I am running into a weird mismatch of PUMA household counts between my downloaded 2015-2019 IPUMS datasets and tidy census get_pums() estimates. Under my original dataset, no alteration to sample size (outside of keeping the default 7,613,000 household sample) or sample cases. I downloaded the PUMS2019 household-level data to “PUMS18195” and run the following to get the estimated total population using household weights (HHWT) for multiple PUMAs.
Agg ← PUMS18195 %>%
group_by(PUMA,STATEFIP,YEAR) %>%
summarize(
total_HH = sum(HHWT))
Agg[which(Agg$STATEFIP==1 & Agg$PUMA==100 & Agg$YEAR==2019),]
The output total_HH is 92,126 households for PUMA 100.
When I run the code in tidycensus with get_pums()
get_pums(
variables = c(“PUMA”),
state = “AL”,
survey = “acs5”,
year = 2019
) → ALdf
ALdf %>%
distinct(SERIALNO, .keep_all = T) %>%
group_by(ST, PUMA) %>%
summarize(
total_HH = sum(WGTP),
)
The output total_HH is 74,488 for PUMA 100.

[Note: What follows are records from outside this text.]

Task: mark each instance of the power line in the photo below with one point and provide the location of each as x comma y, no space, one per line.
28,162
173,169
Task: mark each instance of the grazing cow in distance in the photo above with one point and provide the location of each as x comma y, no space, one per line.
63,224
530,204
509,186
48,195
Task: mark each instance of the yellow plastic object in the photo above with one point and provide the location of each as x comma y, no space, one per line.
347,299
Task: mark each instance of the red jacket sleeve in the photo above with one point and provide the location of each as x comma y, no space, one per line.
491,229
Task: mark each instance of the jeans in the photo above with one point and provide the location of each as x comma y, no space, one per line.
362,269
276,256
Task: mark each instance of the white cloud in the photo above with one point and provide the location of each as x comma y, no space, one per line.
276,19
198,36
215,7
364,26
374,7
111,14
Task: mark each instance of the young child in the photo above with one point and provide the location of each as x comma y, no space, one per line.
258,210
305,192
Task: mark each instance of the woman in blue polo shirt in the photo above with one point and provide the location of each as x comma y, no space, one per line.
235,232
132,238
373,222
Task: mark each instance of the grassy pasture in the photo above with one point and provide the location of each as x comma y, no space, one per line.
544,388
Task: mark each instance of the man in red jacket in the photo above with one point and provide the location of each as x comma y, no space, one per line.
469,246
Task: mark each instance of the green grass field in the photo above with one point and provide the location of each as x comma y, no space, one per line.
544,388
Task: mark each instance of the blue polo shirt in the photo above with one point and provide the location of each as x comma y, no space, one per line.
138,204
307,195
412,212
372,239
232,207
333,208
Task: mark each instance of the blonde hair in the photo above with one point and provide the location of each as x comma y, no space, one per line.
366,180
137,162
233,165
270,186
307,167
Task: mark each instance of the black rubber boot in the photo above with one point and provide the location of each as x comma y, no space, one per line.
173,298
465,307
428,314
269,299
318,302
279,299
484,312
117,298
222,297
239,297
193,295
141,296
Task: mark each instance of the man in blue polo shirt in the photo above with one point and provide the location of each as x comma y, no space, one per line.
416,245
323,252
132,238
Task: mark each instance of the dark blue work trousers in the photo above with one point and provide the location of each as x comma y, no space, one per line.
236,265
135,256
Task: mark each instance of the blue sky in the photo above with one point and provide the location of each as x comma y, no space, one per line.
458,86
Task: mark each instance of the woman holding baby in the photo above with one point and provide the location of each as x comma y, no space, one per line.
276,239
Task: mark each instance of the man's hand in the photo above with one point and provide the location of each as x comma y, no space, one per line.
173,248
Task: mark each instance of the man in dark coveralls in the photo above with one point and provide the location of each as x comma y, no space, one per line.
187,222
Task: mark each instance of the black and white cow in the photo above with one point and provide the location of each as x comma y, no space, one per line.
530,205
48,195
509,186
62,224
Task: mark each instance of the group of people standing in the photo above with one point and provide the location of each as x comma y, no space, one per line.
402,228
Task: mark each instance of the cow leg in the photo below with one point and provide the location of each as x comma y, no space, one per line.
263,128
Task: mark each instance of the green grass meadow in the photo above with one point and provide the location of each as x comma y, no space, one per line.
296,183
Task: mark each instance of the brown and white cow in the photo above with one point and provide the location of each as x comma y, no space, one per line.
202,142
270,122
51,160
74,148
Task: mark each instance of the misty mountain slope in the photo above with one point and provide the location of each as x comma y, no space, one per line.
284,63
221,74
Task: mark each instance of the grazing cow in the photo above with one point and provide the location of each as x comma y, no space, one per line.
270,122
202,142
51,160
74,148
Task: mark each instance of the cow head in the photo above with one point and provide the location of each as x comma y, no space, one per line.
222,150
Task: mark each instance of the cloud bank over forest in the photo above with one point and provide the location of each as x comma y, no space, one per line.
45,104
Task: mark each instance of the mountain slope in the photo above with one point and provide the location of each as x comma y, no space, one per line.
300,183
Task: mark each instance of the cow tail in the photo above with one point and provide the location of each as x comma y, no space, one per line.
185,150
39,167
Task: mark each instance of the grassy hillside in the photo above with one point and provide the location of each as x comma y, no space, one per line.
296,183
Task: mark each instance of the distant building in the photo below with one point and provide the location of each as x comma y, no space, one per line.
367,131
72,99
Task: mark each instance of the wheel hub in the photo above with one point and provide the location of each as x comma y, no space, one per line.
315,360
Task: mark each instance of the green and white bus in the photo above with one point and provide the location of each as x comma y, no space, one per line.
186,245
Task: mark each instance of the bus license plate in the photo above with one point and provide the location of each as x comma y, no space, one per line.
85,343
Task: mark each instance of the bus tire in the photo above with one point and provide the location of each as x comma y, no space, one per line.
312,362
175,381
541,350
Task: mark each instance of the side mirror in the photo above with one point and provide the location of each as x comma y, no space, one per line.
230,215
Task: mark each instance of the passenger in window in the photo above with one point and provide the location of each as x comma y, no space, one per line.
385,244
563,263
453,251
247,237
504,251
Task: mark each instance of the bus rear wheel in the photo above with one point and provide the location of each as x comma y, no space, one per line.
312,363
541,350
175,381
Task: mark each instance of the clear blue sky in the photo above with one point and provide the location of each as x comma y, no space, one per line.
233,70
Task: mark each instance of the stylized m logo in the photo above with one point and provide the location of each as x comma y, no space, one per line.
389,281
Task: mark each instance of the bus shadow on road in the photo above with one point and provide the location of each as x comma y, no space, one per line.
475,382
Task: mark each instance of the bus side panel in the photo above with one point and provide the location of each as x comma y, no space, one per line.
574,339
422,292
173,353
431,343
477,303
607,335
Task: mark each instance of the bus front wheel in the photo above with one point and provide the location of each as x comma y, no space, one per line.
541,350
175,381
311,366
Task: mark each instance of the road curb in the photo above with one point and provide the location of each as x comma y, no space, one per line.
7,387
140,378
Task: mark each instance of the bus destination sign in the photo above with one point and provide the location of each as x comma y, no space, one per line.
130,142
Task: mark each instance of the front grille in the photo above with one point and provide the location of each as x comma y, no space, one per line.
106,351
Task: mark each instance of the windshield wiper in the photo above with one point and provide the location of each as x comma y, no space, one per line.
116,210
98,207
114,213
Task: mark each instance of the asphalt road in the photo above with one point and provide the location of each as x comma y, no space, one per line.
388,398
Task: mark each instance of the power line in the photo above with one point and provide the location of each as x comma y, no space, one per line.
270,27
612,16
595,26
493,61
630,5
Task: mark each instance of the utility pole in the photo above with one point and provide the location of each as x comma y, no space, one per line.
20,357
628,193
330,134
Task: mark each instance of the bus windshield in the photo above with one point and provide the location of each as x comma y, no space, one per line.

Does anyone know why this may be the case? I am using the PUMA populations in a crosswalk to move from PUMA to county, so I want to make sure my estimates are accurate as I am using those estimates to further calculate the parameters of my eventual model. Any help would be appreciated!
get_pums(
variables = c(“SERIALNO”,“SPORDER”,“PUMA”,“WGTP”,“ELEP”,“FULP”,“GASP”),
variables_filter = list(SPORDER=1),
state = “AL”,
survey = “acs5”,
year = 2012
)
I am now also running into the following issue. When trying to collect PUMA level electricity cost data for the end-years 2012-2015 I receive an error that “PUMA” is not an available variable. After looking into it, I am under the impression that there are inconsistencies with PUMAs in the 2012-2015 end-years. Is there a way to collect PUMA-level data for these years?
I am not able to replicate your estimate of 92,126 but am able to exactly replicate the tidycensus estimate when I restrict to one person her household (PERNUM == 1) and omitting group quarters (keeping GQ == 1, 2, or 5).
Regarding your second post, I cannot help with questions about tidycensus, but am not aware of any comparability issues with PUMAs for 2012-forward–there may be some ideas on the ACS Data Users Group forum.
According to the get_pums() documentation, you need to specify the PUMAs you want in the "puma = " argument. You can also select the PUMAs you want within specific states using the "state = " argument. Based on my understanding, you don’t request the PUMA as a variable in the variables argument; instead you use the state or puma argument.